Après l’ISS : les astéroïdes et Mars
L’extension de la participation américaine au programme de la Station Spatiale Internationale a été confirmée lors de ce discours du 15 avril. La NASA restera un partenaire de premier plan jusqu’en 2020 et probablement au-delà (les agences partenaires ont estimé récemment que l’ISS pouvait être exploitée jusqu’en 2028). Si le programme Constellation de retour vers la Lune reste annulé, la capsule Orion connaît une forme de «sauvetage». En effet, celle-ci servira tout d’abord de base à la réalisation d’un vaisseau de secours pour les équipages de l’ISS. Aucune précision n’a été donnée sur la fusée qui sera chargée de la lancer. En revanche, une décision sera prise en 2015 pour le développement d’un lanceur lourd qui aura pour but d’envoyer un vaisseau habité américain, à nouveau basé sur Orion, au-delà de l’orbite basse. Une enveloppe de 3 milliards de dollars est d’ores et déjà prévue pour les études sur ce lanceur lourd (après 2015, il conviendra donc d’initier le budget nécessaire à sa réalisation). Grâce à ce lanceur et au vaisseau dérivé d’Orion, le président souhaite que son pays réalise en 2025 une première spatiale : une mission habitée sur un astéroïde.

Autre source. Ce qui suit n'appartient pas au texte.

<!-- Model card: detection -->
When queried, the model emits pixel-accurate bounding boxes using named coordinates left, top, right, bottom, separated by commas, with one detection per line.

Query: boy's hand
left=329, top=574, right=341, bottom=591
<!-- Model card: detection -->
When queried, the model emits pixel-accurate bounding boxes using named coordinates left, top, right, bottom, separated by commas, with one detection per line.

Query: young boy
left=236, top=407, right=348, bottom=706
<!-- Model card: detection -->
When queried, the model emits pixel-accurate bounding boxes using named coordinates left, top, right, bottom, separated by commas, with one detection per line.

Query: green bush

Des astronautes américains sur un astéroïde géocroiseur (type d’astéroïde qui passe près de la Terre) à l’horizon 2025 : un objectif fixé par le président dans son discours du 15 avril.Crédit : NASA

Barack Obama a clairement indiqué qu’un retour sur la Lune ne présentait qu’un intérêt limité puisque cet exploit avait déjà été accompli (en saluant Buzz Aldrin, deuxième marcheur lunaire, présent dans l’assistance et qui a dès le début soutenu la politique spatiale de la Maison Blanche). L’agenda présidentiel exposé ce 15 avril prévoit aussi un survol habité de Mars pour la moitié des années 2030, suivi d’un atterrissage sur la planète rouge. Barack Obama a même précisé qu’il souhaitait voir cet événement de son vivant. En 2035, il aura 74 ans.
De fait, les annonces du 15 avril ne remettent pas en cause les grandes orientations de la politique spatiale édictée en début d’année. Utiliser le travail accompli sur la capsule Orion afin de développer un vaisseau de secours pour l’ISS puis un engin habité pour des missions vers les astéroïdes et Mars est d’ailleurs essentiellement un aménagement et ne contredit en rien l’abandon de Constellation qui pourtant initia la majorité des critiques. En revanche, avec des destinations plus clairement identifiées (les astéroïdes et Mars), le président corrige le flou dans lequel se trouvait les vols habités américains concernant l’après ISS. On remarquera toutefois que la décision cruciale susceptible de rendre possible ces missions, à savoir la réalisation d’un lanceur lourd, est repoussée à 2015, soit 3 ans après l’éventuelle réélection de Barack Obama ou l’élection de son successeur.